Książka praktycznie niedostępna po polsku, wydano ją tylko raz - w 1931 r. - egzemplarz można zdobyć pewnie tylko w antykwariatach. Od dawna miałam na nią ochotę, a obecnie Kindle otworzył przede mną raj w postaci łatwo dostępnych, darmowych i legalnych klasyków w języku angielskim. Natychmiast skorzystałam i pierwszą książką przeczytana na tym cudownym urządzeniu były właśnie "Dzieci Puszczy", czyli "The Children of the New Forest".

"The Children of the New Forest" to ostatnia książka wydana za życia jej autora, kapitana brytyjskiej floty, Fredericka Marryata, w 1847 r. (zmarł w 1848 r., a po jego śmierci wydano jeszcze dwie powieści jego autorstwa). W Polsce znamy go chyba tylko z awanturniczej powieści grozy "Okręt widmo", nawiązującej do legendy o Latającym Holendrze. Próbowałam ją przeczytać w wieku wczesnonastoletnim - bo stała w bibliotece moich rodziców - ale wydawała mi się tak przerażająca, że nie byłam w stanie :) . Mam zamiar wkrótce podjąć drugą próbę.

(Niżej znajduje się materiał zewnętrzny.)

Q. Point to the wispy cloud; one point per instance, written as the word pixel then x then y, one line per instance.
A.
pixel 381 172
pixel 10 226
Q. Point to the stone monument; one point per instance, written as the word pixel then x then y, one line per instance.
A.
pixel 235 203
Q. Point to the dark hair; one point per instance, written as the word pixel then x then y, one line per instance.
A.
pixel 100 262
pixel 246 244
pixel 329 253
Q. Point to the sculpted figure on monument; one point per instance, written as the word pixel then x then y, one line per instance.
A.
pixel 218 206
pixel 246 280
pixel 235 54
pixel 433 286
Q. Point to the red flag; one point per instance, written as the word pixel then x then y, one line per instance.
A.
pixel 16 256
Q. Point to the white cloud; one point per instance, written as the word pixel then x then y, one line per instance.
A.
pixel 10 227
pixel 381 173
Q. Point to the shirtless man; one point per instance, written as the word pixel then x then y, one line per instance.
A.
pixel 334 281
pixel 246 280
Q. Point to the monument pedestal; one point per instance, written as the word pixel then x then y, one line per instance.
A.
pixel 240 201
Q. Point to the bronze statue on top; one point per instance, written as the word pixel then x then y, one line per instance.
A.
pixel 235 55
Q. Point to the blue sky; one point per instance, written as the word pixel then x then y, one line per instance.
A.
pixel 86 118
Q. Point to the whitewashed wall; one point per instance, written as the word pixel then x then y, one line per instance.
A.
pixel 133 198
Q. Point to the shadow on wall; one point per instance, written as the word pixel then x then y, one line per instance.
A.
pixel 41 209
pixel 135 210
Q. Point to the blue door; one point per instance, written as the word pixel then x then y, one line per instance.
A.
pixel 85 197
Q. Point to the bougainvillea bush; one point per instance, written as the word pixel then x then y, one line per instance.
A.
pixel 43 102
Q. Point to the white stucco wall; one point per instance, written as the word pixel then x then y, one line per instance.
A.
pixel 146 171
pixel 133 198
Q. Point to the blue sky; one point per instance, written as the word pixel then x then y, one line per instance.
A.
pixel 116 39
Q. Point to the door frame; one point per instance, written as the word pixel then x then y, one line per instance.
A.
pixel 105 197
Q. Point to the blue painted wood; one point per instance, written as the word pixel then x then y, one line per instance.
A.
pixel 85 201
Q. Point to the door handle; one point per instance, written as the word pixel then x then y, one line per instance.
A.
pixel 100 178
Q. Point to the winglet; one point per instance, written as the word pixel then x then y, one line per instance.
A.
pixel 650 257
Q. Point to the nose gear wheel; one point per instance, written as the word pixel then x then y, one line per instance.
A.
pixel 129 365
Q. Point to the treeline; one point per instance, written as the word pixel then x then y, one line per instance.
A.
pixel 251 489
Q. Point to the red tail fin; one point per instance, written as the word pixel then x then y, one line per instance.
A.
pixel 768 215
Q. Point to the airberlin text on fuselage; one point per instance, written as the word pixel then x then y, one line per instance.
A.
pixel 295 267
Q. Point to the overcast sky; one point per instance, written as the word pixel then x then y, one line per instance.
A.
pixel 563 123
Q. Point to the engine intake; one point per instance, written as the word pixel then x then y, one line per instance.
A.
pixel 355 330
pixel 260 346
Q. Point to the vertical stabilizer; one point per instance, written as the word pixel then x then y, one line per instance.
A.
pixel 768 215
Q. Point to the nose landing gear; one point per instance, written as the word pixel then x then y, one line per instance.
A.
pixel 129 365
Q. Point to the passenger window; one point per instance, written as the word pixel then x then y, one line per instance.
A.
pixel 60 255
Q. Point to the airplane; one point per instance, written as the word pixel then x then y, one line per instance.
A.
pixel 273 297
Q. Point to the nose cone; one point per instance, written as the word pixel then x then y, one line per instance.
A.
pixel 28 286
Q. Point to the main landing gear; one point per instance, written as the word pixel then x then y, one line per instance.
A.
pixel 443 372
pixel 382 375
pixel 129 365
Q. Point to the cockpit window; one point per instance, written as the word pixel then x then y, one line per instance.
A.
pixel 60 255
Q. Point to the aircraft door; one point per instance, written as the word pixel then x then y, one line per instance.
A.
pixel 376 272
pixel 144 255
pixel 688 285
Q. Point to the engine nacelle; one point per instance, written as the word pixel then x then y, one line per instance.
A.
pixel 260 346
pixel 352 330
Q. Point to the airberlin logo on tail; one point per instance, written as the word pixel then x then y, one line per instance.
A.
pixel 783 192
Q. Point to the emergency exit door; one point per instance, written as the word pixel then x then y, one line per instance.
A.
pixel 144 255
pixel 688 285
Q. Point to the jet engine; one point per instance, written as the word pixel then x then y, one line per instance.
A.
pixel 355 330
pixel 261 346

"Dzieci puszczy" przerażające nie są - ale za to bardzo ciekawe. Akcja rozgrywa się w Anglii, w połowie XVII w. Były to burzliwe czasy wojny domowej - naród podniósł rękę na danego od Boga króla Karola I Stuarta, pozbawiając go władzy i ścinając głowę, a na czele kraju stanął Oliwier Cromwell. Tytułowe dzieci puszczy to czwórka rodzeństwa - Edward, Humphrey, Alice i Edith - z możnej rodziny Beverley. Ich ojciec zginął w służbie Jego Królewskiej Mości, a jego wrogowie postanowili spalić Arnwood, posiadłość Beverley - ze wszystkimi mieszkańcami w środku. Szczęśliwym trafem domownicy zostali ostrzeżeni i dzieci wywieziono do leśniczówki i tam ukryto jako wnuki starego sługi, Jakuba Armitage'a. Posiadłość spalono, oficjalnie dzieci zginęły. Mali szlachcice musieli przystosować się do nowego życia w środku lasu, polegając tylko na własnych siłach.

Zdobywając nowe umiejętności, mali Beverleyowie nie zapomnieli jednak o swoim pochodzeniu, i pozostali wierni królowi - przebywającemu na wygnaniu Karolowi II. Zmagali się z siłami przyrody, dziką zwierzyną i bandytami, ale próbowali też znaleźć swoje miejsce w obecnym systemie politycznym, nie dopuszczając się zdrady wobec swoich ideałów.

Warto wziąć poprawkę na to, że idealizowany w książce Karol II Stuart był królem nader miernym, zainteresowanym głównie zbytkami i romansami i wrócił na tron raczej za sprawą sprzyjającej sytuacji w kraju (śmierć Cromwella i przejęcie władzy przez jego syna, któremu brakowało zdolności ojca) niż własnych starań. Irytowała mnie też trochę maniera Marryata kreślenia dziewcząt jako istot miłych, słodkich, posłusznych i uwielbiających prace domowe - bystrych, ale jednak pozbawionych charakteru i wymagających męskiego przewodnictwa. Cóż, takie to były czasy, że prawdziwie fascynujące postaci kobiece da się spotkać w literaturze tworzonej przede wszystkim przez kobiety, które znały swoja płeć od podszewki. Przymykając na to oko, powieść w swojej warstwie przygodowej czyta się bardzo dobrze.

Polecam zainteresowanym, ale raczej dorosłym. Nie wiem, w jakim stopniu przemówiłaby do współczesnych dzieci.

Na podstawie książki powstał w 1998 r. serial BBC - stąd filmowa okładka książki.